How to include it in your diet?

  • In porridge, yoghurt or cottage cheese: adding protein will increase the protein content without the need for a larger portion.
  • In smoothies: the combination of fruit, milk and protein will create a relatively nutritious and filling meal.
  • On its own: mixed with water or milk as a quick snack.
  • In desserts or baking: it can be mixed into pancakes, cakes or custards.

Important note

A protein drink is not necessary for everyone. It is only an option to increase your protein intake practically, for example, when there is no time for food preparation. However, it is not a miracle cure or a necessity for a healthy lifestyle.

How much protein should you take in?

The recommended daily protein intake for an adult is at least 0.8 g per kilogram of body weight. However, this figure represents a bare minimum for survival, not the optimal amount for maintaining muscle mass, health or weight control.

Optimal intake for most people

Modern research indicates that the optimal protein intake for healthy adults is typically in the range of 1.2‑1.6 g/kg body weight per day, depending on age, physical activity and goals. It may be higher for athletes or when dieting. For example:

  • A person weighing 70 kg should ideally take in about 90‑110 g of protein per day.

However, these ranges do not mean that more = better. If a person does not exercise, increasing protein intake beyond about 1.6 g/kg/day is unlikely to provide any additional benefit. Moreover, it increases caloric intake, which can be counterproductive in weight loss.

How much protein powder should you use?

The dosage of instant protein should be based on the amount of protein you are already getting from your diet. A typical scoop of protein (30 g of powder) contains about 20‑25 g of protein.

Example:

  • If a person is supposed to take in 100 g of protein per day and only gets 70 g from their diet, 1 scoop of protein per day can practically make up for the missing portion.

In this case, supplementation makes sense. But if dietary intake already covers the need, the extra doses have no clear benefit and only increase caloric intake.

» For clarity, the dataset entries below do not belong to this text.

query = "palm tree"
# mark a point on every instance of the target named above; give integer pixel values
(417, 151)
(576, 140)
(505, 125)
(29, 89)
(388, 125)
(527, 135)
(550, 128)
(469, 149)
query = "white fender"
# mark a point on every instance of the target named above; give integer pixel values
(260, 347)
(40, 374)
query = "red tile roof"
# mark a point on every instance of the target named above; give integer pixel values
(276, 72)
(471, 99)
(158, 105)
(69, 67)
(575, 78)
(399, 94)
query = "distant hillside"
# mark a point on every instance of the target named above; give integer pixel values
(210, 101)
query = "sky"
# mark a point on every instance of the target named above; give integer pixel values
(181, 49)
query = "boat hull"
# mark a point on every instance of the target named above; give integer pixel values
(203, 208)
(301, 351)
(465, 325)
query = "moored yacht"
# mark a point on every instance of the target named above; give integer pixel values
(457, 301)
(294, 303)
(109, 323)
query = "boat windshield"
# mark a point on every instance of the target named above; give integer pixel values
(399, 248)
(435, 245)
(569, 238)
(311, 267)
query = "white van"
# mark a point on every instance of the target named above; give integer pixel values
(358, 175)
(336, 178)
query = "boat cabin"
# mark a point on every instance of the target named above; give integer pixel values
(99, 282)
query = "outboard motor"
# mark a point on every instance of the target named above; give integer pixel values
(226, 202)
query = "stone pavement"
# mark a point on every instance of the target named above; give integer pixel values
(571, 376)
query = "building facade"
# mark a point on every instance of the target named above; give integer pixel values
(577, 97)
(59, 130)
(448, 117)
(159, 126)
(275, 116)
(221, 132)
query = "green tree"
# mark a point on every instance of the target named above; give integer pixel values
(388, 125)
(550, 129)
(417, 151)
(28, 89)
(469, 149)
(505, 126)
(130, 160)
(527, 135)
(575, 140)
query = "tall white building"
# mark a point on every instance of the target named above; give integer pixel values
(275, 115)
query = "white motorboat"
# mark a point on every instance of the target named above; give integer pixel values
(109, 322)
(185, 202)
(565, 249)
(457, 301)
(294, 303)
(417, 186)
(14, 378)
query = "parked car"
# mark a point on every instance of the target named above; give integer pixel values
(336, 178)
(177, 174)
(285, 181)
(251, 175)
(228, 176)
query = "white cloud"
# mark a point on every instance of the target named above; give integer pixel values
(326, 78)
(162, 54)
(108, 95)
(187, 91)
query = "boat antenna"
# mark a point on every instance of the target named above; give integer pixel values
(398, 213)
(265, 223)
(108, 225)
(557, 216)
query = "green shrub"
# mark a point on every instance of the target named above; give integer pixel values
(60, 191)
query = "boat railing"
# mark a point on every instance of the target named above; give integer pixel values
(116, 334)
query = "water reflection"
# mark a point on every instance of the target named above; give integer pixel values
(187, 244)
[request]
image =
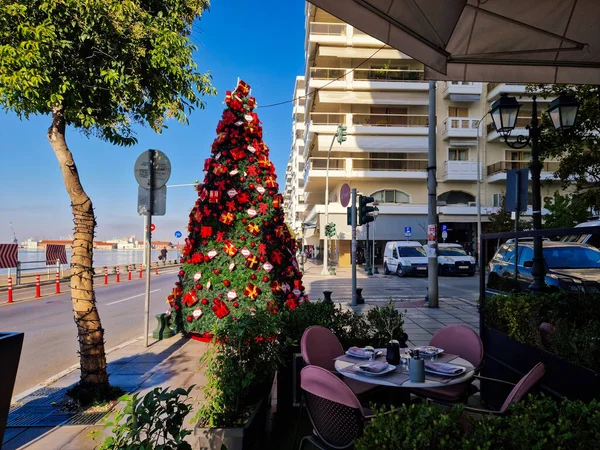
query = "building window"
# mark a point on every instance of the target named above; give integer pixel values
(391, 196)
(458, 154)
(458, 111)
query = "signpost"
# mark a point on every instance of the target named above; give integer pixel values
(152, 171)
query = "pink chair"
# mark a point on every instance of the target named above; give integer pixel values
(464, 342)
(335, 412)
(319, 347)
(519, 391)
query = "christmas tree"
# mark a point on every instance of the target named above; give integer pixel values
(239, 256)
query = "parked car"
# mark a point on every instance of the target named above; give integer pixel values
(590, 239)
(453, 260)
(569, 266)
(404, 258)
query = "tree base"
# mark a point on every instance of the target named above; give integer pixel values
(87, 394)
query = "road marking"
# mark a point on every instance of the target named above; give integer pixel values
(129, 298)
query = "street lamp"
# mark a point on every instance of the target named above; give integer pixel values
(563, 113)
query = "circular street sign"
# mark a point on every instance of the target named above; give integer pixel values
(162, 169)
(345, 195)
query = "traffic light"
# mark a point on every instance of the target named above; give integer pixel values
(364, 210)
(342, 133)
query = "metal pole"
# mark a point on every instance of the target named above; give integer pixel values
(325, 270)
(538, 270)
(432, 203)
(353, 252)
(147, 247)
(367, 254)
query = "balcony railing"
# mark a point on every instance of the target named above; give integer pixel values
(327, 119)
(402, 165)
(388, 75)
(327, 73)
(391, 120)
(460, 123)
(522, 122)
(503, 166)
(328, 29)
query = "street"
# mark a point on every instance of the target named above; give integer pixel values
(50, 344)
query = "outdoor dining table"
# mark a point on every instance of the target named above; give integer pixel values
(400, 377)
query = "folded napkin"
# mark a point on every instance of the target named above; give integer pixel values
(357, 351)
(374, 366)
(449, 369)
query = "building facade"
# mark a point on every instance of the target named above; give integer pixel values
(381, 96)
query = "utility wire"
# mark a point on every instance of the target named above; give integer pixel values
(325, 85)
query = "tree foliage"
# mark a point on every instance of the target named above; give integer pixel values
(110, 64)
(565, 211)
(579, 149)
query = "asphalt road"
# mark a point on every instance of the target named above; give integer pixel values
(50, 344)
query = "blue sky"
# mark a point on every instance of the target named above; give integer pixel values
(262, 43)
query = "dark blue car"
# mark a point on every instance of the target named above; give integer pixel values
(569, 266)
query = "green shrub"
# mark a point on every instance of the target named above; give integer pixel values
(414, 427)
(537, 423)
(153, 421)
(575, 318)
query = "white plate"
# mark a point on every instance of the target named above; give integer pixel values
(421, 350)
(383, 372)
(356, 356)
(462, 370)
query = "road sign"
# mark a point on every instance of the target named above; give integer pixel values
(345, 195)
(159, 201)
(162, 169)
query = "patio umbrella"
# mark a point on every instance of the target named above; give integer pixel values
(541, 41)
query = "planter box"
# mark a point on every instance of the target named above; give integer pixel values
(10, 353)
(508, 359)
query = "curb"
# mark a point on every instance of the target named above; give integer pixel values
(68, 371)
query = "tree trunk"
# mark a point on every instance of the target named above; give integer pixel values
(89, 329)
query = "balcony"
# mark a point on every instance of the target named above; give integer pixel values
(459, 171)
(389, 79)
(391, 124)
(497, 171)
(460, 127)
(520, 128)
(463, 91)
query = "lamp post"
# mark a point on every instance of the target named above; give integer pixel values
(563, 113)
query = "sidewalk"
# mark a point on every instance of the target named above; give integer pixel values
(41, 419)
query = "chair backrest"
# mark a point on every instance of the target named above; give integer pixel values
(335, 412)
(460, 340)
(525, 385)
(320, 347)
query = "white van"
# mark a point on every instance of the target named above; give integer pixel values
(404, 258)
(452, 259)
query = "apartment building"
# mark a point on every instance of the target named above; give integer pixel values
(380, 94)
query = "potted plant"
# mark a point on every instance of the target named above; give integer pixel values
(240, 370)
(10, 353)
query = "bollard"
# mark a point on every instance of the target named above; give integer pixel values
(9, 289)
(38, 292)
(57, 283)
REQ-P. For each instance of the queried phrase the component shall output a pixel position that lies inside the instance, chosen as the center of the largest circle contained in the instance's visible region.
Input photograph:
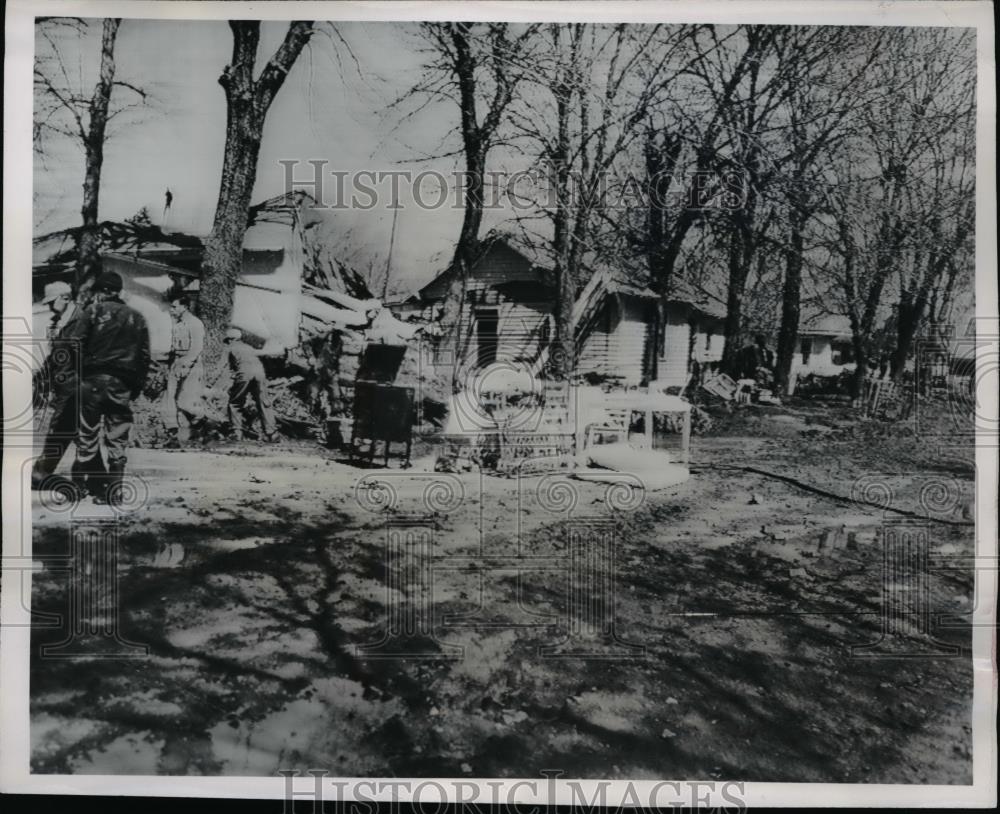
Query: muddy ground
(253, 574)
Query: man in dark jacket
(249, 381)
(114, 347)
(59, 379)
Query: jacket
(113, 340)
(62, 364)
(244, 362)
(187, 340)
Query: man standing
(60, 376)
(114, 358)
(186, 377)
(249, 381)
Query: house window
(806, 348)
(843, 353)
(487, 324)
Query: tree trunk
(467, 248)
(739, 270)
(88, 261)
(790, 302)
(563, 353)
(247, 103)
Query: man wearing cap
(114, 358)
(60, 376)
(250, 381)
(186, 377)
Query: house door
(487, 323)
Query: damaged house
(286, 287)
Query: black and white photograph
(599, 396)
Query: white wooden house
(824, 346)
(507, 314)
(624, 332)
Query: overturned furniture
(383, 412)
(655, 448)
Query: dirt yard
(253, 573)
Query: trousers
(105, 412)
(184, 397)
(62, 430)
(256, 389)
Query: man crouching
(114, 352)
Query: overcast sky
(328, 109)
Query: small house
(627, 332)
(507, 314)
(824, 346)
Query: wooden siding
(672, 365)
(709, 341)
(616, 344)
(500, 264)
(521, 325)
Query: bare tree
(479, 67)
(902, 202)
(64, 109)
(247, 102)
(591, 97)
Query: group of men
(98, 361)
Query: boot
(112, 494)
(199, 431)
(89, 476)
(173, 442)
(67, 489)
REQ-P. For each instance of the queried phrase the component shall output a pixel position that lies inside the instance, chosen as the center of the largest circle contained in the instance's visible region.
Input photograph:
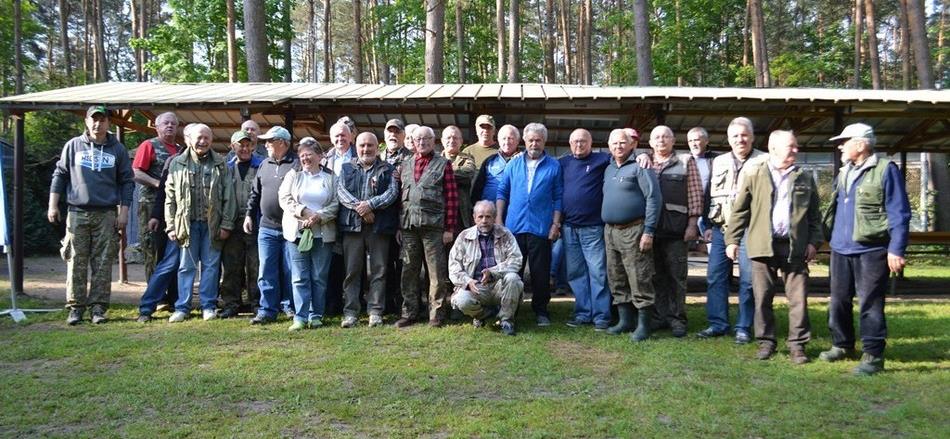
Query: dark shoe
(227, 313)
(507, 327)
(869, 365)
(624, 320)
(837, 354)
(743, 337)
(405, 322)
(710, 333)
(797, 355)
(75, 317)
(643, 325)
(678, 330)
(262, 319)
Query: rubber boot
(625, 319)
(643, 324)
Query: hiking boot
(98, 315)
(765, 352)
(178, 316)
(869, 365)
(836, 354)
(405, 322)
(75, 317)
(624, 321)
(507, 327)
(643, 325)
(797, 355)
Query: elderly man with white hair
(200, 211)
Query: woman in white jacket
(308, 198)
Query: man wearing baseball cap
(486, 146)
(263, 214)
(239, 258)
(95, 174)
(869, 218)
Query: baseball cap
(239, 136)
(485, 119)
(276, 132)
(395, 123)
(97, 109)
(855, 130)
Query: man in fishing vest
(869, 219)
(682, 193)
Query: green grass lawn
(227, 378)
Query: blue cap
(276, 132)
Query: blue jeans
(586, 261)
(273, 278)
(309, 273)
(199, 250)
(718, 275)
(161, 279)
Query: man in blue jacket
(869, 219)
(529, 204)
(95, 174)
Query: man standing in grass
(583, 231)
(95, 174)
(869, 219)
(483, 265)
(200, 211)
(630, 210)
(777, 204)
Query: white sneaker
(177, 317)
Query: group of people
(303, 228)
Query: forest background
(48, 44)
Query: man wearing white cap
(869, 219)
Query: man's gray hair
(485, 204)
(165, 115)
(743, 121)
(699, 130)
(535, 127)
(509, 127)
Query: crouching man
(483, 265)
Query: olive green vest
(870, 218)
(423, 201)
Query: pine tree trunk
(232, 44)
(255, 41)
(514, 42)
(874, 60)
(641, 26)
(435, 37)
(500, 31)
(64, 40)
(460, 40)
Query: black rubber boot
(643, 324)
(625, 322)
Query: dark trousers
(864, 275)
(765, 276)
(536, 252)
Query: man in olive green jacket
(777, 203)
(200, 211)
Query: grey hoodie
(94, 176)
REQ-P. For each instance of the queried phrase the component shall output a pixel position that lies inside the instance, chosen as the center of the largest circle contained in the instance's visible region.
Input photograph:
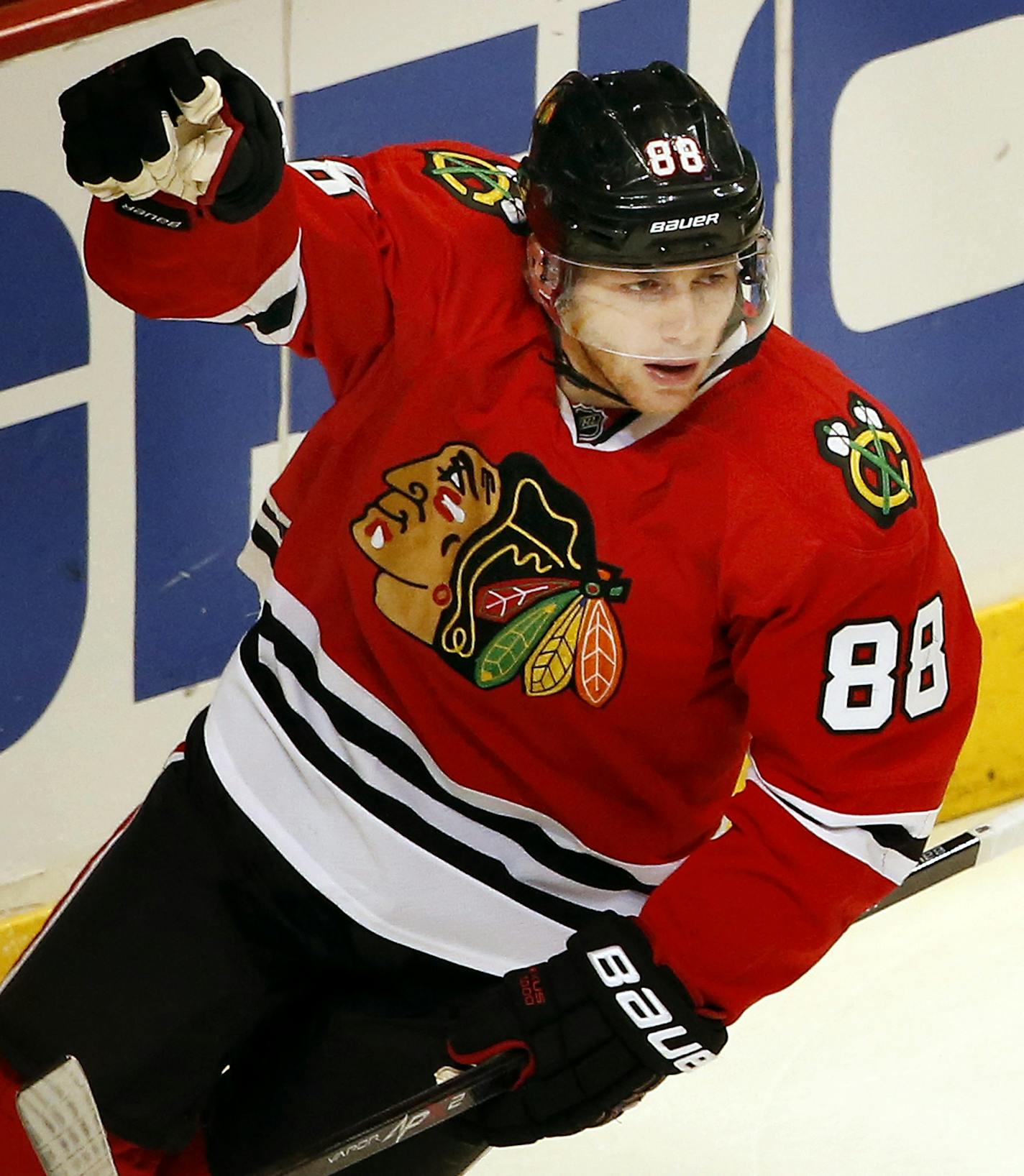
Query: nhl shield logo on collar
(872, 459)
(590, 423)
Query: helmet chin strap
(563, 366)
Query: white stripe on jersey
(288, 280)
(269, 530)
(408, 854)
(861, 835)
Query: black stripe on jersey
(277, 316)
(403, 760)
(392, 812)
(898, 839)
(272, 515)
(265, 541)
(890, 837)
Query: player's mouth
(672, 373)
(378, 533)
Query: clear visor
(682, 314)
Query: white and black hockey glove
(603, 1024)
(168, 120)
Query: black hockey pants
(205, 985)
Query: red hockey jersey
(510, 658)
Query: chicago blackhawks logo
(872, 456)
(495, 569)
(478, 184)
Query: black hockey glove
(603, 1024)
(175, 121)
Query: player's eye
(644, 286)
(716, 277)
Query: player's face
(649, 336)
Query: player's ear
(543, 273)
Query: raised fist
(175, 121)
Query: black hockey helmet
(638, 168)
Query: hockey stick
(977, 846)
(426, 1109)
(61, 1118)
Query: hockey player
(562, 553)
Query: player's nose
(677, 321)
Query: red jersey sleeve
(308, 271)
(859, 665)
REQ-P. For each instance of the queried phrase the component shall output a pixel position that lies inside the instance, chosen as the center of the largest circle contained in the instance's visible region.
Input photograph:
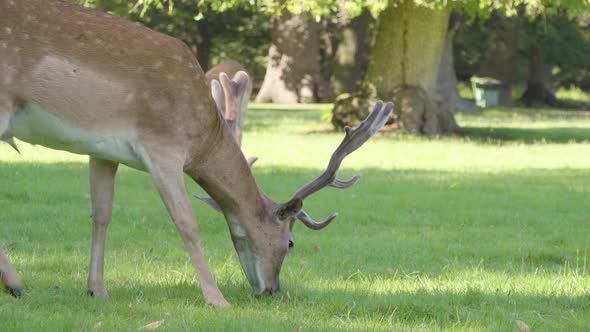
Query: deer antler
(354, 139)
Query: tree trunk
(293, 71)
(404, 66)
(204, 44)
(540, 88)
(446, 83)
(350, 54)
(500, 59)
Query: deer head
(235, 104)
(263, 245)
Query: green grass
(462, 233)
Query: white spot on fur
(8, 74)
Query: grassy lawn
(462, 233)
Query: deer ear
(290, 209)
(244, 82)
(217, 94)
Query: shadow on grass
(318, 308)
(528, 135)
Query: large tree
(293, 72)
(406, 55)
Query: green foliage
(463, 234)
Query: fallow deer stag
(79, 80)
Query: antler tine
(310, 223)
(354, 139)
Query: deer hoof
(219, 303)
(16, 291)
(101, 294)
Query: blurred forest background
(422, 54)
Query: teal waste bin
(486, 91)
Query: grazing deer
(83, 81)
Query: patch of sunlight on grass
(463, 233)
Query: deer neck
(227, 178)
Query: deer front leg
(8, 276)
(102, 187)
(169, 180)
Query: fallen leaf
(152, 326)
(97, 326)
(522, 326)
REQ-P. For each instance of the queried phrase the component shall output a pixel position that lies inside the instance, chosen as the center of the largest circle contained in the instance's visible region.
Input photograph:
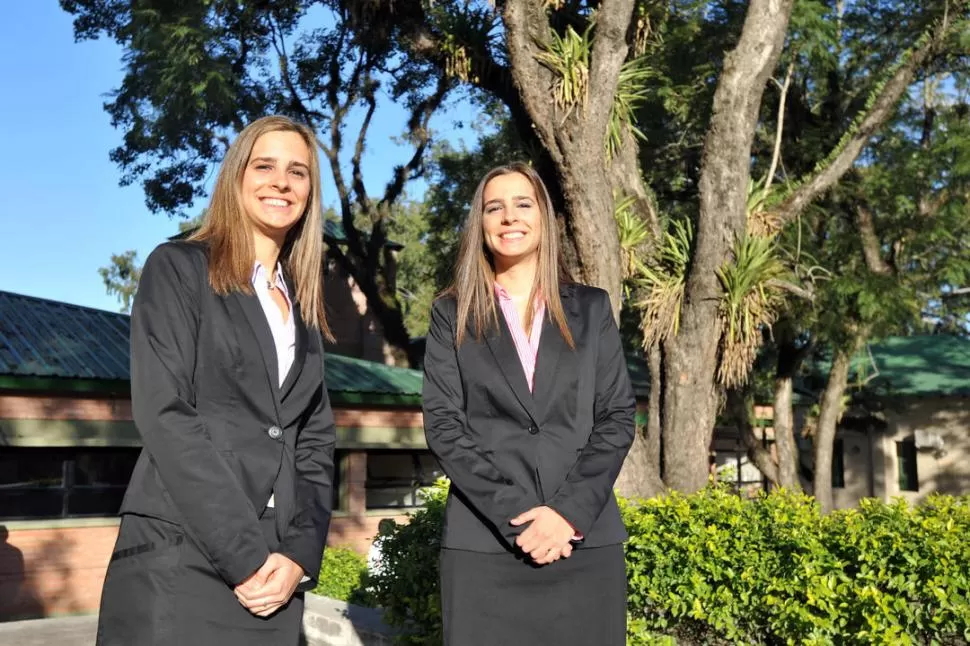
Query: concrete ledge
(326, 622)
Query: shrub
(343, 576)
(716, 568)
(406, 583)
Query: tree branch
(776, 155)
(852, 144)
(297, 103)
(791, 288)
(959, 291)
(360, 190)
(527, 31)
(609, 51)
(418, 124)
(870, 242)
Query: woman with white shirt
(226, 515)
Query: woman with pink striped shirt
(529, 409)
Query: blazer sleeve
(589, 484)
(491, 492)
(306, 535)
(203, 489)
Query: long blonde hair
(228, 234)
(474, 284)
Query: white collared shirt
(284, 332)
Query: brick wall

Protein drinks are not a dietary substitute

A protein drink is not a substitute for a varied diet. Protein from whole foods (meat, eggs, dairy, tofu) provides vitamins, minerals and other bioactive substances in addition to amino acids. Protein drinks are just supplements — practical, but not necessary.

Bottom line

A protein drink can be useful, but it's not a magic muscle‑growth agent or a weight‑loss tool in and of itself. It's just a handy source of quality protein that makes sense only if:

  • you can't meet your daily protein needs with your regular diet
  • you are in a calorie deficit and want to promote satiety and muscle mass protection
  • you are an older person with an increased need for protein
  • you need a quick and nutritious snack during the day

Conversely, if you eat a varied, protein‑rich diet and don't exercise, additional protein supplementation won't help with muscle growth and may not even lead to improved muscle function or body composition, according to available studies. The body needs an external stimulus to grow muscle, e.g., resistance training. Without it, protein will only be used for normal maintenance processes.